Many of the best elements of storytelling don’t make it into brand communications. Especially around sustainability stories. (We suspect there a number of reasons for this, but the main one is that sustainability has been seen as extraneous to the main event – the real story of the company.) Sustainability needs deeper engagement now, so there’s a real need for that to change decisively.


Critically, people are vital. We need someone with whom to identify. When’s the last time you read a book or watched a movie with an abstraction, or a logo, as the hero?


The Sopranos isn’t about the mafia. It’s about a man for whom strength equals survival, dealing with panic attacks. Succession isn’t about Fox News, really. It’s about children living up to a titanic and terrifying father.


What this means: brand stories aren’t really about the brand. They’re about the people behind the company, or the people affected by it. To unleash the deeper power of story, we need to pull people into the narrative – even if that hero is your audience.
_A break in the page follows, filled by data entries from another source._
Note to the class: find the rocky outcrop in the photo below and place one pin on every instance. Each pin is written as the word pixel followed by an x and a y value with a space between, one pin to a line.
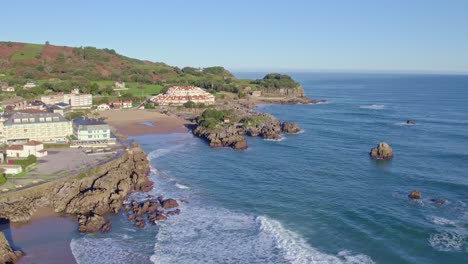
pixel 169 204
pixel 153 209
pixel 91 223
pixel 290 128
pixel 382 151
pixel 99 192
pixel 415 195
pixel 8 254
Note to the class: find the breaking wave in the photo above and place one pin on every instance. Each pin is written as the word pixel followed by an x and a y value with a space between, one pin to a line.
pixel 373 107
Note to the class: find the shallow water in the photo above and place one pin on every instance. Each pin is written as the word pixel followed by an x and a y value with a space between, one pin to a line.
pixel 316 196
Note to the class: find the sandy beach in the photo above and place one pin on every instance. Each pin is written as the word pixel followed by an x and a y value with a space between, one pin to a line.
pixel 143 122
pixel 46 234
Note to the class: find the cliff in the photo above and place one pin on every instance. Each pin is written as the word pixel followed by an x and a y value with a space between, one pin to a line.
pixel 99 192
pixel 232 134
pixel 7 254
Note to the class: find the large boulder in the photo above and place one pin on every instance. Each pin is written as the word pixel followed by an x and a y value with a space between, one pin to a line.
pixel 8 254
pixel 91 223
pixel 169 204
pixel 415 195
pixel 290 128
pixel 382 151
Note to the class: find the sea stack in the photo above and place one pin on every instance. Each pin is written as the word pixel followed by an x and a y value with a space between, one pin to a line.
pixel 290 128
pixel 7 254
pixel 382 151
pixel 415 195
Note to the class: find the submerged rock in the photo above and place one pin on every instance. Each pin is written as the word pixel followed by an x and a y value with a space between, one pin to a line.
pixel 90 223
pixel 415 195
pixel 106 227
pixel 382 151
pixel 8 254
pixel 169 204
pixel 290 128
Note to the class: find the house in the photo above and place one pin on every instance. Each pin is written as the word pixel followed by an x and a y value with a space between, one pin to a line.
pixel 127 104
pixel 11 169
pixel 29 85
pixel 45 127
pixel 116 105
pixel 34 148
pixel 90 129
pixel 256 93
pixel 103 107
pixel 60 108
pixel 119 85
pixel 8 89
pixel 76 101
pixel 179 95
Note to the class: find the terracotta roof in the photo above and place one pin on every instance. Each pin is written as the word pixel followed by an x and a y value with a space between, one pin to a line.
pixel 15 147
pixel 33 143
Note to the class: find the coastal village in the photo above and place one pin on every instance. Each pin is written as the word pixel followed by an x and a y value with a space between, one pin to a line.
pixel 38 135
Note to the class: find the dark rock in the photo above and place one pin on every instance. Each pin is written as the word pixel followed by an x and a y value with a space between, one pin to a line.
pixel 169 204
pixel 140 224
pixel 7 253
pixel 91 223
pixel 160 217
pixel 382 151
pixel 174 212
pixel 106 227
pixel 415 195
pixel 132 217
pixel 290 128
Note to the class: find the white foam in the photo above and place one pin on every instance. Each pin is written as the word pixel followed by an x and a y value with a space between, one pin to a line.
pixel 276 140
pixel 449 241
pixel 441 221
pixel 104 251
pixel 373 107
pixel 217 235
pixel 181 186
pixel 296 250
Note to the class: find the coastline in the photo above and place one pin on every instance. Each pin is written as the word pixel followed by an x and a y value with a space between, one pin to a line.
pixel 143 122
pixel 45 231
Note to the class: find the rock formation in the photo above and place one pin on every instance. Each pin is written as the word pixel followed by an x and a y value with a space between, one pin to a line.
pixel 8 254
pixel 150 208
pixel 232 135
pixel 290 128
pixel 382 151
pixel 415 195
pixel 101 191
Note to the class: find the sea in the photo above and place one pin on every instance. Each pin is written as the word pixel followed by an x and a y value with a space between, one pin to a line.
pixel 316 196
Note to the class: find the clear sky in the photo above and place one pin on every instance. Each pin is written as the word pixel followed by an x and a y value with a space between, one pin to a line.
pixel 360 35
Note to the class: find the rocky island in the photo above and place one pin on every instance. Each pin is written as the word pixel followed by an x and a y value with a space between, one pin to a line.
pixel 89 197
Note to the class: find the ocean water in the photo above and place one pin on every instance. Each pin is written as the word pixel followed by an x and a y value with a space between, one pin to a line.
pixel 315 197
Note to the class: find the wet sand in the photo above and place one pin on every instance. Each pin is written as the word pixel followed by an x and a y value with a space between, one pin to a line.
pixel 143 122
pixel 44 239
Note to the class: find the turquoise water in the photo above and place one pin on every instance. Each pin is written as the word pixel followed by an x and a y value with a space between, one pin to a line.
pixel 316 197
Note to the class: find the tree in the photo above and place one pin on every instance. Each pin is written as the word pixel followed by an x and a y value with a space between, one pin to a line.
pixel 190 104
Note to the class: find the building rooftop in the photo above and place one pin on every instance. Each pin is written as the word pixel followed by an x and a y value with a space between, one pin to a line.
pixel 84 121
pixel 31 118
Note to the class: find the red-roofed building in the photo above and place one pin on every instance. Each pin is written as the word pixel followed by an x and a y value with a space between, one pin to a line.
pixel 34 148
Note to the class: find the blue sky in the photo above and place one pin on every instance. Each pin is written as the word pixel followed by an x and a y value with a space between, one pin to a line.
pixel 361 35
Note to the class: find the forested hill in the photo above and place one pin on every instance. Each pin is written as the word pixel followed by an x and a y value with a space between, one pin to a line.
pixel 80 66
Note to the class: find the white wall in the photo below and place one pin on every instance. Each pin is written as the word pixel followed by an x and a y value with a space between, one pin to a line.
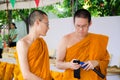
pixel 105 25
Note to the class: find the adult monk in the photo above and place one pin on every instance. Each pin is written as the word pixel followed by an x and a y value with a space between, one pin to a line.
pixel 32 50
pixel 81 45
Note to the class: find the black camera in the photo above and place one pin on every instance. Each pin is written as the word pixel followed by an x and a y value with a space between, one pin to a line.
pixel 77 71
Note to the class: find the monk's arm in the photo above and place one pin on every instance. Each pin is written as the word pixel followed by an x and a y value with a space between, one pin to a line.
pixel 103 64
pixel 22 50
pixel 61 53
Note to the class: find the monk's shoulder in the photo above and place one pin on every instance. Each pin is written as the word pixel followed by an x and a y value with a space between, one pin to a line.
pixel 98 37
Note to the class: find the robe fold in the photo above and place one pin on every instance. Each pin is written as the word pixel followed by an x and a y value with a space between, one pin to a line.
pixel 38 60
pixel 93 47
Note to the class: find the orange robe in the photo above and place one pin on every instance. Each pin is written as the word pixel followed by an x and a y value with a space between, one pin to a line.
pixel 93 47
pixel 38 60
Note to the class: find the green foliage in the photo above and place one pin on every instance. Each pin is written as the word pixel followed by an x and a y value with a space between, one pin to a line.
pixel 67 9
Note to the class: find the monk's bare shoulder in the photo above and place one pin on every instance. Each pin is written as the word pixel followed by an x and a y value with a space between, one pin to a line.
pixel 23 45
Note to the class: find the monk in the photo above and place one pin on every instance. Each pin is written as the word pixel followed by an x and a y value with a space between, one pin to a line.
pixel 86 47
pixel 32 51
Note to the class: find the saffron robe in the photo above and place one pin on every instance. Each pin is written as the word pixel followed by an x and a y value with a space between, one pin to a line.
pixel 38 60
pixel 93 47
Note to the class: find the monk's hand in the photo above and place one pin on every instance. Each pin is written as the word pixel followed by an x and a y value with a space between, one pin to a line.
pixel 73 66
pixel 90 64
And always remember that risk, stakes, change, and uncertainty drive engagement – the story must be about change.

What to do:

Centre people in the story

Bring the people driving innovation, leading teams, and taking risks centre stage. Whenever you can, make the story about them. It’s by projecting ourselves into the minds and experience of protagonists that story derives its uncanny power.

Story is change

Stories are about what has changed, or could change, for the people with whom we’ve come to identify. We need to see that change happen, especially if there’s a bit of danger involved, to truly be gripped by a story.

Uncertainty = suspense

True sustainability is at a crossroads. It’s a work in progress. It’s almost all open questions. Use this uncertainty to your advantage – and hook the audience with it. Trust us: if you’re honest and disruptive, they’ll want to find out more.

Make it serial

Updates on how sustainable change has – or hasn’t – taken hold will build audience engagement and affinity. Build on their attention over time, and build their undying respect in the process.